Saturday, March 20, 2010

What are the Psalms?

Psalm 23
A psalm of David.
The LORD is my shepherd, I shall not be in want.
He makes me lie down in green pastures,
he leads me beside quiet waters,

he restores my soul.
He guides me in paths of righteousness
for his name's sake.

Even though I walk
through the valley of the shadow of death,
I will fear no evil,
for you are with me;
your rod and your staff,
they comfort me.

You prepare a table before me
in the presence of my enemies.
You anoint my head with oil;
my cup overflows.

Surely goodness and love will follow me
all the days of my life,
and I will dwell in the house of the LORD

In the Scriptures there is a book which is distinguished from all other books of the Bible by the fact that it contains only prayers. The book is the Psalms. We can learn true prayer only from Jesus Christ, from the word of the son of God, who lives with us men, to God the Father who lives in eternity.
Not what we want to pray is important, but what God wants us to pray. The richness of the Word of God ought to determine our prayer, not the poverty of our heart. The Psalms are given to us to this end, so we may learn to pray them in the name of Jesus Christ.
The Psalms is a prayer of the Christian Church which belongs to the Lord’s Prayer.
There are some Psalms, which calmly and happily communicate the whole atmosphere of a life of perfect submission to God.

Many of the Psalms are most appropriate for times of suffering and trial. In our sufferings and perils, we find ourselves united with the Mysterious Companion who stays by our side, or within the depths of our souls, as we recite the Psalms.

Other Psalms enter more deeply into the mystery of interior and spiritual trial. It is the joy of a soul that knows how to hope in the hour that would otherwise seem nothing but despair.
Psalms can be applied to most of the world of our time.

There are many Psalms, particularly the penitential Psalms which express heartbroken sorrow for having offended God.

There are Psalms of praise and adoration of God. We are happy to serve him not only because he gives us good things, but also because praising his goodness is itself our highest joy. Joy in praising God is the pure essence of the spirit and it is the reward of a soul that knows how to penetrate fully by faith, love and perfect submission to God, into the deepest meaning of the Psalter.

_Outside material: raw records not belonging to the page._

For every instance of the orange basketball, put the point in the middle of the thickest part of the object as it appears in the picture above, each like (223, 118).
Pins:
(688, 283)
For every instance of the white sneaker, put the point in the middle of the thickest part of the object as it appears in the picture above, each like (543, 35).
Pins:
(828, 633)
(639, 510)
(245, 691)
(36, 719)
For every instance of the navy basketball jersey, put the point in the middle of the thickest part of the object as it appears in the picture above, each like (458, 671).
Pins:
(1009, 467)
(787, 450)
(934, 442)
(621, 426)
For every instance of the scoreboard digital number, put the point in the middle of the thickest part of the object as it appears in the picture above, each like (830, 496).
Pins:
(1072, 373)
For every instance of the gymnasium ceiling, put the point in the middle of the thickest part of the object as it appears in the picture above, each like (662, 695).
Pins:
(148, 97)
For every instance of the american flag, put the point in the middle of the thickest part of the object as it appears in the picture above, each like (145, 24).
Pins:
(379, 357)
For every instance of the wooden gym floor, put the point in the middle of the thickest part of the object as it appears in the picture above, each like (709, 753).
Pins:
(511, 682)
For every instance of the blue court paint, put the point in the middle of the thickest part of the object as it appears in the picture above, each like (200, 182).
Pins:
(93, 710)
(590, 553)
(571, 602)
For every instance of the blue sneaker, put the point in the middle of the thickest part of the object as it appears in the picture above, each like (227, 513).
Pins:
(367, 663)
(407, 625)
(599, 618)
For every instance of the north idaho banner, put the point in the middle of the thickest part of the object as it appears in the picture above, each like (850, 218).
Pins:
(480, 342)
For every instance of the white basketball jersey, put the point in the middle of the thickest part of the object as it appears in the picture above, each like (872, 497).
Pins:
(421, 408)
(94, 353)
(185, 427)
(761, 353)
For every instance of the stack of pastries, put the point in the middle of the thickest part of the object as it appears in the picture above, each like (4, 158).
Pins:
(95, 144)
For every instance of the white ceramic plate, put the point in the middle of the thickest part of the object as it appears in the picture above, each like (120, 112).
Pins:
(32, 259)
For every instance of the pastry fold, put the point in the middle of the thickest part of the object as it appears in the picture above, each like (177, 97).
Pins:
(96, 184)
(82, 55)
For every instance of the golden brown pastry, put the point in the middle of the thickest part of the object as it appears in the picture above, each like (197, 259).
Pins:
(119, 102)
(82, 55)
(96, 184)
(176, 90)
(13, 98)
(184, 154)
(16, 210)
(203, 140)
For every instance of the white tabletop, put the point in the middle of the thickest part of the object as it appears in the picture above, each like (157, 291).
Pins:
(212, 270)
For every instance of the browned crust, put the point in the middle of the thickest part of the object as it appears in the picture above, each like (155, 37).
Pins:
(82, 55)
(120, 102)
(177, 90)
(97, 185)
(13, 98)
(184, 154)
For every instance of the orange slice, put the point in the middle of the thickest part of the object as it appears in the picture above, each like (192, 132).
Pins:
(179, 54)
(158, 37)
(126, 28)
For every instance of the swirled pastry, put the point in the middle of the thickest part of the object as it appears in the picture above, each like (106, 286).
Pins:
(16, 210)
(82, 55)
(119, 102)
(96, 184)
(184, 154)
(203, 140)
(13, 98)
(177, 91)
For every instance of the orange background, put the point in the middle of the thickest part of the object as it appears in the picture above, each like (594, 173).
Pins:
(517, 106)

The most moving of all the Psalms, for a Christian, are those Messianic poems in which the sufferings and triumph of Christ are brought before the eyes of our soul with an incomparable vividness.

Finally, the great eschatological Psalms, open our eyes to the future, and fill our hearts with the sober and awestruck joy which the Church feels as she contemplates the second coming of Christ.

There is no aspect of the interior life, no kind of religious experience, no spiritual need of man that is not depicted and lived out in the Psalms.

If you are having trouble praying and finding the right words to say to God, look in the book of the psalms. There you will find a prayer that will speak to your soul and express your deepest feelings to God.